Le Maghreb central possédait également entre le IXe et le XIIe siècle des écoles talmudiques qui étaient en relations directes avec Babylone. À Tlemcen, les études juives connurent une période d'épanouissement sous les Almoravides, avant d'être anéanties par les Almohades en 1145 (Jean-Luc Allouche, Jean Laloum, Les Juifs d'Algérie: images et textes, 1987 - books.google.fr).

 

Pendant que se développent les arts et les lettres à Marrakech, un Berbère de l'Anti-Atlas, Ibn Toumert, s'installe dans la casbah de Tin-Mal, dans le Haut Atlas. Convaincu d'être un mahdi, un envoyé de Dieu, Ibn Toumert prêche une réforme religieuse radicale : l'unité de Dieu (Al-Mohad). A sa mort, son disciple, l'Algérois Abd el-Moumen, devient son successeur. Il s'empare de Marrakech en 1147, mettant un terme à la dynastie almoravide, puis entreprend la reconquête du Maroc, de l'Algérie et de l'Espagne au nom d'une profonde réforme des mœurs.
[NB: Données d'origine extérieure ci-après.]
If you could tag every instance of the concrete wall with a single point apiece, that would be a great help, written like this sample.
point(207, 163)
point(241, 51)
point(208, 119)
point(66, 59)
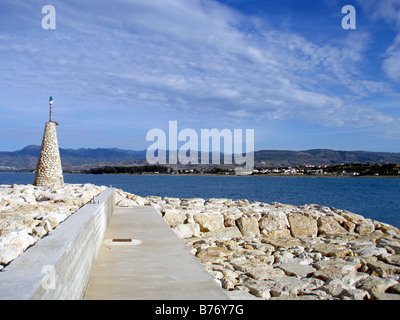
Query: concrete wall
point(59, 265)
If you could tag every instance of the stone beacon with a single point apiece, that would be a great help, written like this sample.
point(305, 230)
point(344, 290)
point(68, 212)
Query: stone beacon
point(49, 170)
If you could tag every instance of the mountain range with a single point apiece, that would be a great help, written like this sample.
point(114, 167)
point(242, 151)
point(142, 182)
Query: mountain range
point(79, 159)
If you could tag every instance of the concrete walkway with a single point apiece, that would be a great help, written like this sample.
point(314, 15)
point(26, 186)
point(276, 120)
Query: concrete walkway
point(141, 258)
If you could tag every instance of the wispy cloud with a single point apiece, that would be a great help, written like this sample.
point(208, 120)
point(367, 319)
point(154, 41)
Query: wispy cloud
point(198, 58)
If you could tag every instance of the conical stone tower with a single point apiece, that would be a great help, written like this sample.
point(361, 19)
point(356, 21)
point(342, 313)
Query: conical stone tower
point(49, 170)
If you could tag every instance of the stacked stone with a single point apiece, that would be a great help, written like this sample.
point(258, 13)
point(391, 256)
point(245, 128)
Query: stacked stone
point(49, 170)
point(278, 251)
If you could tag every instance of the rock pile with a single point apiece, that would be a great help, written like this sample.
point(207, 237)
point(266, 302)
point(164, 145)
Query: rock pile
point(277, 251)
point(254, 250)
point(28, 213)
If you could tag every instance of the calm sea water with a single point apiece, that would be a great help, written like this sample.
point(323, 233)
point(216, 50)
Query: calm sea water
point(375, 198)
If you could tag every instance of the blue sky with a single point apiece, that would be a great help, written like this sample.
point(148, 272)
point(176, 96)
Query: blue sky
point(286, 69)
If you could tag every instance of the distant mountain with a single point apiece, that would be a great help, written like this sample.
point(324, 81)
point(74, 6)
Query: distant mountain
point(27, 157)
point(281, 158)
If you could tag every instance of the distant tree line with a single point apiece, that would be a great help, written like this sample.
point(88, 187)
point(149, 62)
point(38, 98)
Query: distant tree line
point(130, 170)
point(388, 169)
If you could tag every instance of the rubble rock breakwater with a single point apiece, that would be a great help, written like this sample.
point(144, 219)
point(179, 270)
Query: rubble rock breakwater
point(257, 250)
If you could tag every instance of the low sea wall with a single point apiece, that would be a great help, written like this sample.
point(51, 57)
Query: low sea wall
point(60, 264)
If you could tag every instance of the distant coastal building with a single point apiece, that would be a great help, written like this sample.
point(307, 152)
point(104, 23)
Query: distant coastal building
point(49, 170)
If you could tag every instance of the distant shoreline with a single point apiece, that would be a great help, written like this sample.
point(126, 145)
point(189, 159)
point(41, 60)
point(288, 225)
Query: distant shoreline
point(225, 175)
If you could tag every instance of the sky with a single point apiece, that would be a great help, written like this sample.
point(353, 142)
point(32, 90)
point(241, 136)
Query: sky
point(285, 68)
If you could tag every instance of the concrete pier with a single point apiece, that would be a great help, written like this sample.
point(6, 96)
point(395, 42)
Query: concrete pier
point(141, 258)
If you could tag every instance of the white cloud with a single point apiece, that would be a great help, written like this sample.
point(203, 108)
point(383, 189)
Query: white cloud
point(199, 58)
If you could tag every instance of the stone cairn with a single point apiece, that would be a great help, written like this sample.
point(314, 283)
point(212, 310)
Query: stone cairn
point(49, 169)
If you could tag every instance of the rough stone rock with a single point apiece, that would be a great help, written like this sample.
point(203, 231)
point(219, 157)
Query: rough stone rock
point(187, 230)
point(393, 259)
point(294, 268)
point(332, 250)
point(209, 221)
point(386, 296)
point(174, 217)
point(223, 234)
point(13, 244)
point(365, 226)
point(375, 284)
point(328, 225)
point(302, 225)
point(212, 253)
point(392, 244)
point(274, 224)
point(248, 226)
point(192, 202)
point(287, 286)
point(395, 288)
point(383, 269)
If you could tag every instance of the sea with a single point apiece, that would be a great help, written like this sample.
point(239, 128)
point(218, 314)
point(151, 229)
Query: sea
point(376, 198)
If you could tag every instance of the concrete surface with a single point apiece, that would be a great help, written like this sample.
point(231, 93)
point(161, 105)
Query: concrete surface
point(58, 266)
point(141, 258)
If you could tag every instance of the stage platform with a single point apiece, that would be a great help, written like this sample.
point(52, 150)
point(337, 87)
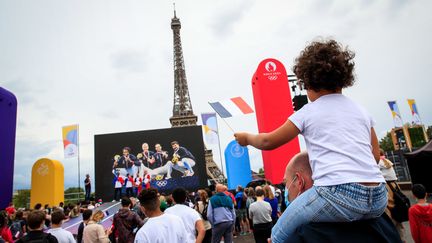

A Marrakech, les Almoravides sont massacrés et leurs édifices mis à bas. Seule subsiste aujourd'hui une koubba (une coupole), abritant un bassin à ablutions (Guide Marrakech 2018/2019, Petit Futé, 2018 - books.google.fr).

 

La puissance des Almoravides, en Espagne, eut peu de durée. Ayant imposé aux habitants de Cordoue les traitements les plus durs, la capitale de l'empire secoua leur joug et bientôt ils furent obligés de se réfugier aux îles Baléares ou en Afrique (1146 ap. J.-C.). Ils n'avaient pas encore quitté l'Espagne, que déjà les Almohades s'y précipitaient et s'emparaient successivement de Tarifa, d'Algéziras (1144 ap. J.-C.), de Cordoue, de Carmona et de Jaen (1148 ap. J.-C.). A la faveur de cette révolution, les princes chrétiens tombèrent sur Lisbonne, Alméria, Tortose, Mérida et plusieurs autres places fortes (1147-1149 ap. J.-C). Quelques-unes d'entre elles repassèrent bientôt, il est vrai, aux mains des Musulmans; mais ces expéditions n'en fortifièrent pas moins la puissance chrétienne (Paul Émile Delair, Essai sur les fortifications anciennes, ou introduction à l'histoire générale de la fortification des anciens, 1875 - books.google.fr).

 

De 1074 à 1147 il y a bien 73 ans. Cette période de 73 ans 6 mois est aussi la durée d'une centurie complète de 100 quatrains, selon la méthode exposée par ce site.